Parmi des exemples notables, Leon Battista Alberti, dans De iciarchia, propose une véritable théorie du « monarque domestique » (p. 328-334). Contre la famille Médicis, Alberti défendit le système des grandes familles de Florence. Ces personnes gouvernent selon la vertu pour le bien de leurs enfants et de leurs proches, ce qui leur permet naturellement de réaliser les intérêts de tous. Comme autre exemple, Francesco Patrizzi, ardent platonicien et méritocratie convaincu, fondait la légitimité d’un monarque sur un caractère vertueux inculqué et cultivé à travers une éducation humaniste (p. . 386-422). Pour Patrizzi, la vertu est un facteur à prendre en compte dans l’héritage, un critère qui peut aller à l’encontre de l’ordre naturel de primogéniture.

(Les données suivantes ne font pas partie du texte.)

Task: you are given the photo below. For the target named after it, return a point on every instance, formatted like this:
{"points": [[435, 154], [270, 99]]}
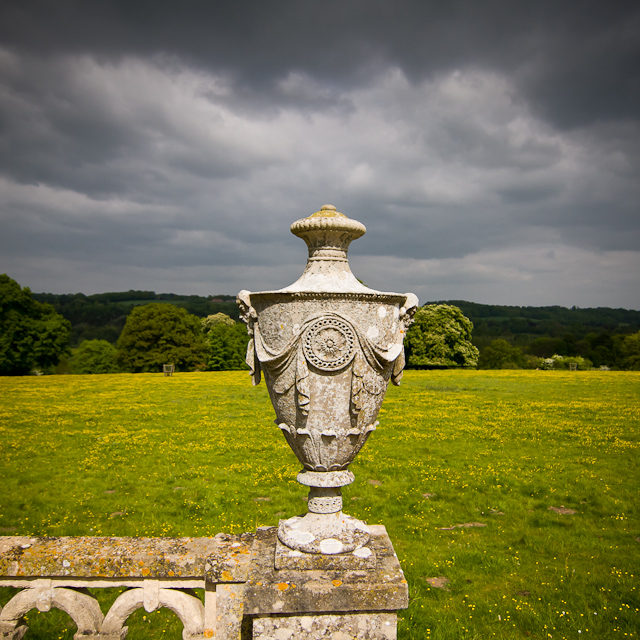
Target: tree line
{"points": [[139, 331]]}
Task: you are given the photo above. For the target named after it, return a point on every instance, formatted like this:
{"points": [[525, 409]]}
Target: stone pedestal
{"points": [[246, 595], [340, 596]]}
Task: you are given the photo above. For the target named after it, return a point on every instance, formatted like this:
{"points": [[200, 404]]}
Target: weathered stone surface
{"points": [[224, 558], [328, 347], [367, 626], [286, 558], [272, 591]]}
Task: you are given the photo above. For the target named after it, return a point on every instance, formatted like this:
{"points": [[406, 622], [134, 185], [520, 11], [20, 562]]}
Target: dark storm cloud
{"points": [[495, 144], [577, 62]]}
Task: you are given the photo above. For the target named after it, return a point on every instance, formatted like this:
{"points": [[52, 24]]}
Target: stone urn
{"points": [[328, 347]]}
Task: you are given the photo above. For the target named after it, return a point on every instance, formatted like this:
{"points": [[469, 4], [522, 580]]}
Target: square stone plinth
{"points": [[360, 626], [381, 588], [286, 558]]}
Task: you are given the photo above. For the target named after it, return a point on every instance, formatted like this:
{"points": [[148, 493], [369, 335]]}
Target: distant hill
{"points": [[541, 331], [592, 333], [102, 315]]}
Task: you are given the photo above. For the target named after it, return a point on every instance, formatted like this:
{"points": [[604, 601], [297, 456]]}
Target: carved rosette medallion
{"points": [[329, 344]]}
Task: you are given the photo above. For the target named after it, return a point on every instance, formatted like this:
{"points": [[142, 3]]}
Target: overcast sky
{"points": [[492, 149]]}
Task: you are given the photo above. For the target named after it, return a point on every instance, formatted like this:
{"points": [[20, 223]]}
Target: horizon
{"points": [[434, 301], [491, 152]]}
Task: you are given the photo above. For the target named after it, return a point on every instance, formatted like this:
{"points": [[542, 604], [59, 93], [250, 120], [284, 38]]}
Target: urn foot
{"points": [[325, 533]]}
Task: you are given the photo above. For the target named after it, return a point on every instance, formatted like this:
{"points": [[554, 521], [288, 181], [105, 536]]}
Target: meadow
{"points": [[542, 466]]}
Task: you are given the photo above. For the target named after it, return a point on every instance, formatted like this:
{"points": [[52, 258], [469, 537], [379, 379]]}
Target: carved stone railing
{"points": [[253, 586]]}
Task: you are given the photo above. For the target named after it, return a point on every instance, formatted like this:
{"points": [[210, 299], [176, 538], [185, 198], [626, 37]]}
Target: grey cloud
{"points": [[157, 135]]}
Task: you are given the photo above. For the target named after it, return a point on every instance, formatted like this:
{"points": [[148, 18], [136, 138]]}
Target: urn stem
{"points": [[325, 499]]}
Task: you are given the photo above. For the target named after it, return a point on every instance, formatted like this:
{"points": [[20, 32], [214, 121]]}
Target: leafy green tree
{"points": [[630, 352], [161, 333], [95, 356], [440, 337], [211, 321], [227, 346], [501, 355], [32, 334]]}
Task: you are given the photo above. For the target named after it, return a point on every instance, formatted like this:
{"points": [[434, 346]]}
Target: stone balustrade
{"points": [[253, 586]]}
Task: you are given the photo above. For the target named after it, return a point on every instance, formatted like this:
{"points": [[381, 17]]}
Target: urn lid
{"points": [[328, 234]]}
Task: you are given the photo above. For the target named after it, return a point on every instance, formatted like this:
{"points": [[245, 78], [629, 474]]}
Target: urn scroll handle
{"points": [[249, 316]]}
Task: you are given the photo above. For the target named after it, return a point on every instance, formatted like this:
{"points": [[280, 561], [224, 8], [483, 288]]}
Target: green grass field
{"points": [[198, 453]]}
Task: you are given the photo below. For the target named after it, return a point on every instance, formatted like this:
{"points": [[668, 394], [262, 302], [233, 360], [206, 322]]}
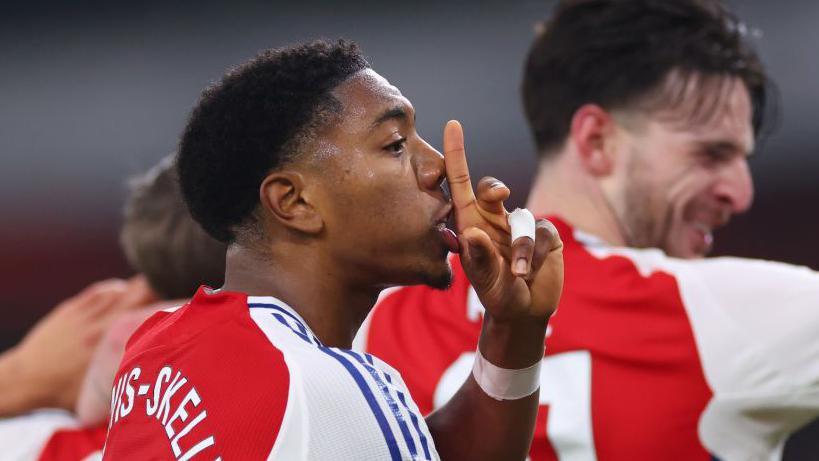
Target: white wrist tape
{"points": [[503, 383], [522, 223]]}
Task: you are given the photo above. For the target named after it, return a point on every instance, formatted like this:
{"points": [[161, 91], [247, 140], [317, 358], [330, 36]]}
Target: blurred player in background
{"points": [[173, 256], [308, 163], [644, 113]]}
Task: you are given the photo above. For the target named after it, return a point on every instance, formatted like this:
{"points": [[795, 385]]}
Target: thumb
{"points": [[479, 258]]}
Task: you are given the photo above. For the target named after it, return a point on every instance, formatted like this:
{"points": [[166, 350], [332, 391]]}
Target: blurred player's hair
{"points": [[161, 240], [620, 55], [256, 119]]}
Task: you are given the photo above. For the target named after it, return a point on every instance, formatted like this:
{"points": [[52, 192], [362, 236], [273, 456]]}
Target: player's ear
{"points": [[285, 196], [592, 133]]}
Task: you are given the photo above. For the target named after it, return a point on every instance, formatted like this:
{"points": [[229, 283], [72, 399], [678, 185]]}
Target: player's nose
{"points": [[429, 167], [736, 187]]}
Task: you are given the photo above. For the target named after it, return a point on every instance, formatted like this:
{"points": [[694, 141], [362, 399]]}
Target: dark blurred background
{"points": [[92, 93]]}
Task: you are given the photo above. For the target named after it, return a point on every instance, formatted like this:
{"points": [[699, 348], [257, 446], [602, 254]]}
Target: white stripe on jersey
{"points": [[350, 405]]}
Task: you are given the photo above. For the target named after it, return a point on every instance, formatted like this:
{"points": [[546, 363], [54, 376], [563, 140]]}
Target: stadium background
{"points": [[95, 92]]}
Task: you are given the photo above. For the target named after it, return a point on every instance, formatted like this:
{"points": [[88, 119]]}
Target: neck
{"points": [[332, 308], [563, 188]]}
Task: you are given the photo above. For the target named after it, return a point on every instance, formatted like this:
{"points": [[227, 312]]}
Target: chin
{"points": [[439, 278]]}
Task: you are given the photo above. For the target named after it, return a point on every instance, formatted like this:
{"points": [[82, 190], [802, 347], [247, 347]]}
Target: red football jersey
{"points": [[647, 358], [232, 377]]}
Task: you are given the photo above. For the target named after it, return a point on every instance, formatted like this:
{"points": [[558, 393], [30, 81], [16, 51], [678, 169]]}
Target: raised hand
{"points": [[513, 280]]}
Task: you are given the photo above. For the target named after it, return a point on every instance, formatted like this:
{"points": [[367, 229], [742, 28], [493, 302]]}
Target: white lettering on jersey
{"points": [[159, 407]]}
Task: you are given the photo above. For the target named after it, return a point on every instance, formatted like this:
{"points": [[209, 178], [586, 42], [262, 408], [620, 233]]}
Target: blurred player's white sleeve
{"points": [[22, 438], [756, 324]]}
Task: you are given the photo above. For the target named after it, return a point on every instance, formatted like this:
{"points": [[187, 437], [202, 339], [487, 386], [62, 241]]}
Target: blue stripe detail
{"points": [[284, 322], [386, 430], [414, 418], [281, 310], [392, 444], [396, 411]]}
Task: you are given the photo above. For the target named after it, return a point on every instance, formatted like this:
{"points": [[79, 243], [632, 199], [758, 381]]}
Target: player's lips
{"points": [[447, 235], [702, 236]]}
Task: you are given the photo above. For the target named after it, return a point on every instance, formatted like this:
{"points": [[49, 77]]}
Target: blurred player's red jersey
{"points": [[647, 358], [232, 377]]}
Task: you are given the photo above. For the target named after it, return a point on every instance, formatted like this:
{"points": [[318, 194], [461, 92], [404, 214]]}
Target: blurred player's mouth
{"points": [[443, 226]]}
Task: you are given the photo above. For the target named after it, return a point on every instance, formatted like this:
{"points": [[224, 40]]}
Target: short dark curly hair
{"points": [[253, 121], [614, 52]]}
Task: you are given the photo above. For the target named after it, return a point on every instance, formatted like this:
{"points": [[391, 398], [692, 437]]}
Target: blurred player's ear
{"points": [[284, 196], [592, 131]]}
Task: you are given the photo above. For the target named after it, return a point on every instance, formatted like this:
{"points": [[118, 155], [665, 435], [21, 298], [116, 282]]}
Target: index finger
{"points": [[457, 171]]}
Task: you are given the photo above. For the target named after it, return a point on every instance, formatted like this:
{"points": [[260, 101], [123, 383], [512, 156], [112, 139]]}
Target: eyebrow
{"points": [[726, 146], [396, 113]]}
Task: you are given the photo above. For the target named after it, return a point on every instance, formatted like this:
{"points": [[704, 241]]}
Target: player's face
{"points": [[683, 177], [381, 189]]}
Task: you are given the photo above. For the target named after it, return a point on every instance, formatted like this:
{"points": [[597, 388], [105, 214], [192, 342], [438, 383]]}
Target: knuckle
{"points": [[460, 178]]}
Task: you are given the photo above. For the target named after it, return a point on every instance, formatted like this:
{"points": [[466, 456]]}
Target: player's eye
{"points": [[397, 148]]}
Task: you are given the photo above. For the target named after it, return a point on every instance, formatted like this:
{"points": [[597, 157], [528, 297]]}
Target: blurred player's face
{"points": [[681, 176], [381, 195]]}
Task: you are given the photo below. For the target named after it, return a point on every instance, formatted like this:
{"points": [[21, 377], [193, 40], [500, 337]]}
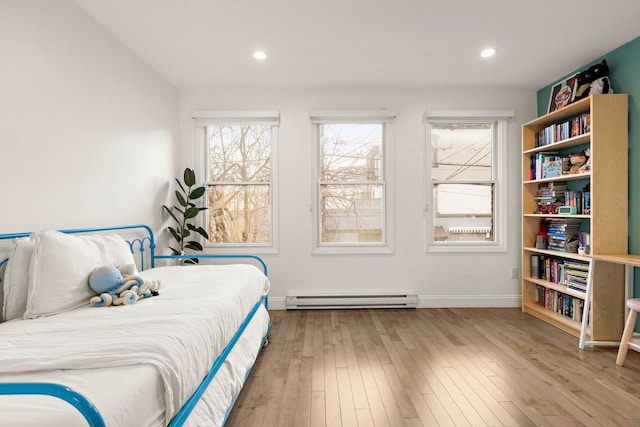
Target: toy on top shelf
{"points": [[593, 80]]}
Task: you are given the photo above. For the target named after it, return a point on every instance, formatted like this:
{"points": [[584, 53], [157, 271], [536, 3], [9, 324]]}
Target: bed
{"points": [[178, 358]]}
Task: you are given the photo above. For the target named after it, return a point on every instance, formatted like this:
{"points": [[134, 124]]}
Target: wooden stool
{"points": [[625, 342]]}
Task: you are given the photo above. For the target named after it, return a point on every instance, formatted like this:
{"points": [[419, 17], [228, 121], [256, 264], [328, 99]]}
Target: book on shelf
{"points": [[559, 302], [560, 131]]}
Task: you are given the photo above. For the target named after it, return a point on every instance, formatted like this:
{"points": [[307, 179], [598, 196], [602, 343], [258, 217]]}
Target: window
{"points": [[238, 157], [467, 189], [351, 169]]}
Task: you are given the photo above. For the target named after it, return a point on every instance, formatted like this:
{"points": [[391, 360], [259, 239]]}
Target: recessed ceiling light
{"points": [[260, 54], [488, 53]]}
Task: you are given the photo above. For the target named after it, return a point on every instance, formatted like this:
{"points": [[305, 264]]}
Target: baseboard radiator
{"points": [[320, 302]]}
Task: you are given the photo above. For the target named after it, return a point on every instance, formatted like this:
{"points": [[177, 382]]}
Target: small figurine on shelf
{"points": [[576, 161]]}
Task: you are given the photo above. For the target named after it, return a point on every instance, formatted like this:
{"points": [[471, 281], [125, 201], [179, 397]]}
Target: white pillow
{"points": [[16, 279], [60, 269]]}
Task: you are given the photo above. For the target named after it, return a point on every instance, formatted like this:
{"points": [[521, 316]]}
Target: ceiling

A la croisée du Moyen Âge et de Machiavel
Le discours humaniste décrit par James Hankins semble ainsi ouvrir la voie à une conception instrumentale de la vertu comme simple outil politique, sans pour autant l’endosser pleinement. Cependant, avec le recul, certains cas ressemblent à des signaux d’alarme. La Vie de Filippo Maria Visconti, écrite par Pierre Candido Disembrio, offre ainsi une exhaustivité surprenante qui établit la règle princière plutôt que des valeurs directrices (p. 141-147).
Si l’on regarde par exemple l’éthos médiéval de Gilles de Rome, cette discontinuité est certainement nuancée. Michel Senerard a pu le démontrer dans ses Principes de gouvernement. [3] Comme on est parfois près d’un renversement machiavélique. James Hankins prend également grand soin de construire des ponts pour rappeler l’impact durable de certains textes médiévaux. En cela, l’auteur présente une vision cohérente d’une « politique de la vertu » humaniste, tout en rejetant l’idée d’une rupture trop nette entre les périodes chroniques traditionnelles, pointant vers un point médian entre le Moyen Âge et le Moyen Âge. un recentrage sur l’humanisme politique. et Machiavel, Guichardin et le siècle de la raison d’État.
Loin de minimiser la nouveauté qu’incarnait Machiavel, la fin de l’ouvrage lui est avant tout dédiée (p. 423-494). Surtout, la politique de la vertu permet de mieux comprendre en quoi elle consiste. Un siècle d’humanisme éclaire la figure du scribe florentin et nous aide à comprendre comment on passe du règne de la vertu à la vertu pratique du prince. Cela affecte également nos opinions politiques modernes. C’est du moins la conviction, ou peut-être le désir, de l’auteur. James Hankins jette un regard à peine voilé sur certains de nos dirigeants actuels, soulignant la notion ancienne selon laquelle les bons dirigeants sont avant tout bons envers leur peuple, et que la rébellion n’est jamais simplement le symptôme d’un mauvais gouvernement. S’il y a une leçon qu’il doit retenir des humanistes, c’est que sans autorité morale, il n’y a pas d’autorité politique.
James Hankins, « La politique de la vertu ». Soulcraft and Statecraft in Renaissance Italy, Cambridge (Massachusetts), Harvard University Press, 2019, 768 pages.